The Last Crime has no such imaginative use for either past or future, but simply employs a 21st-century setting to express dislike and distrust of the present. In this novel only Dayton, Ohio has ceased to exist (computer error) and the rest of the world still looks something like itself – but worse. But our present tendencies don’t seem to me to be anywhere finely judged. Who can tell what side this voice is supposed to be on: ‘Then media pollution, the blast against mind, the trivialising of crisis, the sneer against solemnity and the profound. The canard of class theories to create divisions, the redistribution of what slowly turned out to be mental and material poverty. And drugs, always self-inflicted ...’? So with the violence in the book: it’s hard to distinguish the merely indiscriminate from the considered and intentional. There’s a sort of blind, revolutionary intention behind a plan to destroy the government’s Univac memory-banks in London. In a quiet moment, the hero demonstrates how a computer can be subverted painlessly by baffling it with ‘lateral thinking’: this is jokey but tedious – not a great way to score off a computer, and anyway irrelevant to the plot.

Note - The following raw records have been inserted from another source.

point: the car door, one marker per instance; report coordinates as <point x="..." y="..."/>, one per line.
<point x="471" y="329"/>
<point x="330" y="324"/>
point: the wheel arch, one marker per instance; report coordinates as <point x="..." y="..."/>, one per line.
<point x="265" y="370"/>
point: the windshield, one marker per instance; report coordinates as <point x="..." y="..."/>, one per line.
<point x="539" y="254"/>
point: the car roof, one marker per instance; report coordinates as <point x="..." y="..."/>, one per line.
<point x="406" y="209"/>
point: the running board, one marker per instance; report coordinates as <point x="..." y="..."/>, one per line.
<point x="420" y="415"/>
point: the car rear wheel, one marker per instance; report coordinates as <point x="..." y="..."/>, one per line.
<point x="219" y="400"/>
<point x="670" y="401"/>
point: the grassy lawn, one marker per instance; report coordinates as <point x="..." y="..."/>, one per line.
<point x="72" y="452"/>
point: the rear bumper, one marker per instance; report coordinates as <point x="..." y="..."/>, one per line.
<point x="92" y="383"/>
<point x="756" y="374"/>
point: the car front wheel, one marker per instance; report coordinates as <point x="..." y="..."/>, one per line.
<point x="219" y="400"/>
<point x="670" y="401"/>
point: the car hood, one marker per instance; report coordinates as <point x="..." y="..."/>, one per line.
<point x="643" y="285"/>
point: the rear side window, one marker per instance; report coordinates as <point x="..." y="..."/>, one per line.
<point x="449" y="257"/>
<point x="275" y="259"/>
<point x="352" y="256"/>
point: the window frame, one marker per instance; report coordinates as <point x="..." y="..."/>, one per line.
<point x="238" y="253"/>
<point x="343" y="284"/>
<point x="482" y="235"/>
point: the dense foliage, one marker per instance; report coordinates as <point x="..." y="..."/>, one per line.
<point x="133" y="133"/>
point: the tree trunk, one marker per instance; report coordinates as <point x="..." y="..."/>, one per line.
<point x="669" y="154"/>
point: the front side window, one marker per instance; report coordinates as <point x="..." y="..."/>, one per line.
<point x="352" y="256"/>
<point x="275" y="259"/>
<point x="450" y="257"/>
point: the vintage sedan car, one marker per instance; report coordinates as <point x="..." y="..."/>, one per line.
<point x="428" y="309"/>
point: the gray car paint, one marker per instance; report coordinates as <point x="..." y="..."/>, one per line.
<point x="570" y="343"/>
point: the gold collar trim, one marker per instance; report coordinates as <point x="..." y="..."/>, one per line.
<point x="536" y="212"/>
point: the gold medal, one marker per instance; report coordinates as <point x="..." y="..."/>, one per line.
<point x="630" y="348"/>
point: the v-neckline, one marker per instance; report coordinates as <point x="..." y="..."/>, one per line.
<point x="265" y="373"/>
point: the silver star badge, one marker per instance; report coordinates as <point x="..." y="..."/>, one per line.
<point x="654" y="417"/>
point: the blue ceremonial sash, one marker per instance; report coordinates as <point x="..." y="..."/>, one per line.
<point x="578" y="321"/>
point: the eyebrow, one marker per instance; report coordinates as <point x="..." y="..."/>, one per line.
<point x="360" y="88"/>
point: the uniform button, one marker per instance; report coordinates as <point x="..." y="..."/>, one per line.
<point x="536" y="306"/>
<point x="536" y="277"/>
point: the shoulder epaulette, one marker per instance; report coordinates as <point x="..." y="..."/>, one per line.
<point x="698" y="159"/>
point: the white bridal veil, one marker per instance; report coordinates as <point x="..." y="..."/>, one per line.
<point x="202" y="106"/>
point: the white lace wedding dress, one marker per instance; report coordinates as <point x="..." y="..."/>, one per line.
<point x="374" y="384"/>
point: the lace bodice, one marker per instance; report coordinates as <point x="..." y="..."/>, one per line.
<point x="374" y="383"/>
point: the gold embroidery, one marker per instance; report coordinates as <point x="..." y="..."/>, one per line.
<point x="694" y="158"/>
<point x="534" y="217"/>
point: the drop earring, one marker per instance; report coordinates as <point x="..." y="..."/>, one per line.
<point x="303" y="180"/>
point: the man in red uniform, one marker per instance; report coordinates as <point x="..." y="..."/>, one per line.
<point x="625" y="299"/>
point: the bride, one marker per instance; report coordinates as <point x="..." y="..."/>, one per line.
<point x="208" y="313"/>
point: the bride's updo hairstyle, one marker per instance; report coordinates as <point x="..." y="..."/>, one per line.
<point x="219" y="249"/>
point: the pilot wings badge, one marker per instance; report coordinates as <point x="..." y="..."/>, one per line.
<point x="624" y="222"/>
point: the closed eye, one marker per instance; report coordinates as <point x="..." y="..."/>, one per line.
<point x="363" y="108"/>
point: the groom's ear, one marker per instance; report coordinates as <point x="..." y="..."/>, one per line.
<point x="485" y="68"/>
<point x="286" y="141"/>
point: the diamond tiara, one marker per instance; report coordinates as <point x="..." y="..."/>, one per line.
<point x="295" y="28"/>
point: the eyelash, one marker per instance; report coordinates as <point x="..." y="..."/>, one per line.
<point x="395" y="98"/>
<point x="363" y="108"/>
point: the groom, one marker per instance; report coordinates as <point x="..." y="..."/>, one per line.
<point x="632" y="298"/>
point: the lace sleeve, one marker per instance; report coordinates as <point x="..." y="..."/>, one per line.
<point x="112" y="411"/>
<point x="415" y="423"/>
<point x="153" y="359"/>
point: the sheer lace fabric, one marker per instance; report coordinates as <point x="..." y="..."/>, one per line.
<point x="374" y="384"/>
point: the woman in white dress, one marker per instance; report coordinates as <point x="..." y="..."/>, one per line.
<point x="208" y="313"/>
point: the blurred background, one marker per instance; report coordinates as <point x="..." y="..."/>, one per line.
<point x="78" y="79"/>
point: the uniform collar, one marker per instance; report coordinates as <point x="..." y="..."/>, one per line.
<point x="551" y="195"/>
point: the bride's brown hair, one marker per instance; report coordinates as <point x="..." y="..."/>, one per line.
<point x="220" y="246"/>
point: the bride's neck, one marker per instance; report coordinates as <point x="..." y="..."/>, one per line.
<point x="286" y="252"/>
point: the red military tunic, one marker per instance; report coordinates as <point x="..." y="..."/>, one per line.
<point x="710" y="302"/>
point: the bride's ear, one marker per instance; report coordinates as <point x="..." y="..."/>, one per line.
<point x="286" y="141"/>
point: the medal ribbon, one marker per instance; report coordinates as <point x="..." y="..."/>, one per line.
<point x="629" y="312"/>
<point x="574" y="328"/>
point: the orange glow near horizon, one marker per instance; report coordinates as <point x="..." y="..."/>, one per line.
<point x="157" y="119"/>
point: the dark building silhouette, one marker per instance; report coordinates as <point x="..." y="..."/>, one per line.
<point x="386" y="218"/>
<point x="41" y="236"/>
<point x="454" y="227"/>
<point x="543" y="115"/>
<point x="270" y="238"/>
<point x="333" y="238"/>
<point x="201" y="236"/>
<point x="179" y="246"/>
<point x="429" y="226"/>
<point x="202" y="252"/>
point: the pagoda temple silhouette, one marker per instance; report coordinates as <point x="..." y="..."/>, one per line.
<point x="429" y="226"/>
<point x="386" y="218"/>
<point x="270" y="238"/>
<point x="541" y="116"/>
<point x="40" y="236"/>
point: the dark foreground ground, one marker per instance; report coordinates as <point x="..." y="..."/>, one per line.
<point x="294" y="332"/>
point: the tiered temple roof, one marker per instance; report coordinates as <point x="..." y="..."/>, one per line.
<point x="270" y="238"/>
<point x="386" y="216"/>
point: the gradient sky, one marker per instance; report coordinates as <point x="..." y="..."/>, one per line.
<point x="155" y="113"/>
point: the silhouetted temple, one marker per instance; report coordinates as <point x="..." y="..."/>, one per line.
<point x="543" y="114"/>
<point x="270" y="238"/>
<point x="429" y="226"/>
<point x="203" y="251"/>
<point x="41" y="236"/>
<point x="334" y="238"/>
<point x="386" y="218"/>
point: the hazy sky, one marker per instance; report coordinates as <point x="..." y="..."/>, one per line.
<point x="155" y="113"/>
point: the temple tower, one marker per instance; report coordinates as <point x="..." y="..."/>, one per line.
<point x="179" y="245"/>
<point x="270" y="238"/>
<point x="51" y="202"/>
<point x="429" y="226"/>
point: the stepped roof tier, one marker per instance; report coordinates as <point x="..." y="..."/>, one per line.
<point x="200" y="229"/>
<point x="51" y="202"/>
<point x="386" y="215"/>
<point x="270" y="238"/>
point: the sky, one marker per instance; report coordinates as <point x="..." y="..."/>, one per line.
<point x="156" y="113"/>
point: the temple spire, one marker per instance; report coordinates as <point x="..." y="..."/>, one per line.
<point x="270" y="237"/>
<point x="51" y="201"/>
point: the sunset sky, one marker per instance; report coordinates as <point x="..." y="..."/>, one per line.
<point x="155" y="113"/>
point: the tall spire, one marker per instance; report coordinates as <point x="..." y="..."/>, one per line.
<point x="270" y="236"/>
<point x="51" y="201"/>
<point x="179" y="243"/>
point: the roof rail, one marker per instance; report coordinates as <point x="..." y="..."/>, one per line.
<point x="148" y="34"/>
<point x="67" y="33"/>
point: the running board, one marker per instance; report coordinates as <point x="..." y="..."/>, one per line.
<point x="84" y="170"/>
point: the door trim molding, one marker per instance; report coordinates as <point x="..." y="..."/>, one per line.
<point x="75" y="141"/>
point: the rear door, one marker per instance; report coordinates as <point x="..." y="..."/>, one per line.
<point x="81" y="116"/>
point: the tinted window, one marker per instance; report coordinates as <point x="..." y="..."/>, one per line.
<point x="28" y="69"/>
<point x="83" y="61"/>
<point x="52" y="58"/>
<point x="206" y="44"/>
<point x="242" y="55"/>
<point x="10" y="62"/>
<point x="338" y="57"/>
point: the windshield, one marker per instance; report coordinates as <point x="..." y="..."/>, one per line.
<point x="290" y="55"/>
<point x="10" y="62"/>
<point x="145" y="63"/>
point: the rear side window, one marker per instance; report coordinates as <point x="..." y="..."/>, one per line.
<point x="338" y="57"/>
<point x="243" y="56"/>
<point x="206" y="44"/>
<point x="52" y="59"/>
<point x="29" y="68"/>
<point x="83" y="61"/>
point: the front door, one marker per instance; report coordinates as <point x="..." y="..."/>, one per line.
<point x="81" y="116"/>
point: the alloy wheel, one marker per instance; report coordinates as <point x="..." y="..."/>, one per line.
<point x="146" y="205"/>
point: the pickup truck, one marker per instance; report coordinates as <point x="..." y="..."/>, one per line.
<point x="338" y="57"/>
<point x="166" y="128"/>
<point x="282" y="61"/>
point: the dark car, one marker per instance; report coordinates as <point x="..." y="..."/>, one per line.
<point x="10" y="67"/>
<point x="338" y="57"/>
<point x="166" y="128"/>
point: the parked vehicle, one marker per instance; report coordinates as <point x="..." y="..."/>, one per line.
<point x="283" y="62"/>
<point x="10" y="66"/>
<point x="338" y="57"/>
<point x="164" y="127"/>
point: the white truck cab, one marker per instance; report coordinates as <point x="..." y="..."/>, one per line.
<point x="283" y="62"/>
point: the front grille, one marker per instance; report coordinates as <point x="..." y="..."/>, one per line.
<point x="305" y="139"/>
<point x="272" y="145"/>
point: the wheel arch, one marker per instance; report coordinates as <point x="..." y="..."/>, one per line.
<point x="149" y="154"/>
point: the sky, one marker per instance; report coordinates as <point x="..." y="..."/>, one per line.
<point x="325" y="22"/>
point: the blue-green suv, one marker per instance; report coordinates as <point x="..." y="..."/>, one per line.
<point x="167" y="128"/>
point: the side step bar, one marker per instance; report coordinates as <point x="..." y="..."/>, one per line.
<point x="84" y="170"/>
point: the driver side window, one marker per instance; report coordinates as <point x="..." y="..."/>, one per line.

What the plot has, however, is a moral twist: at the last moment the button of the nuclear rocket is not pressed, because innocent shift-workers have got in the way. An argument develops around this point – ‘the deliberate slaughter of innocents’, ‘the justifiable logic of brutalist overkill’ – but as a moral idea it looks lonely in the vacuum created by the book. Style is the real cause of this emptiness. There are many styles, in fact, each with a bravura effect: ‘the only flash flag of hard flesh flown, his rude male appurtenance’; nonsense Haikus; a punk rock account of Judas Iscariot – ‘the first real Romeo of social rhetoric, the numero uno of all history’s revolutionaries, the quantum quintessence ...’ If they make an effect, these stylistic displays, it’s usually at the expense of making any sense. The barely articulate Riddley Walker has more to say.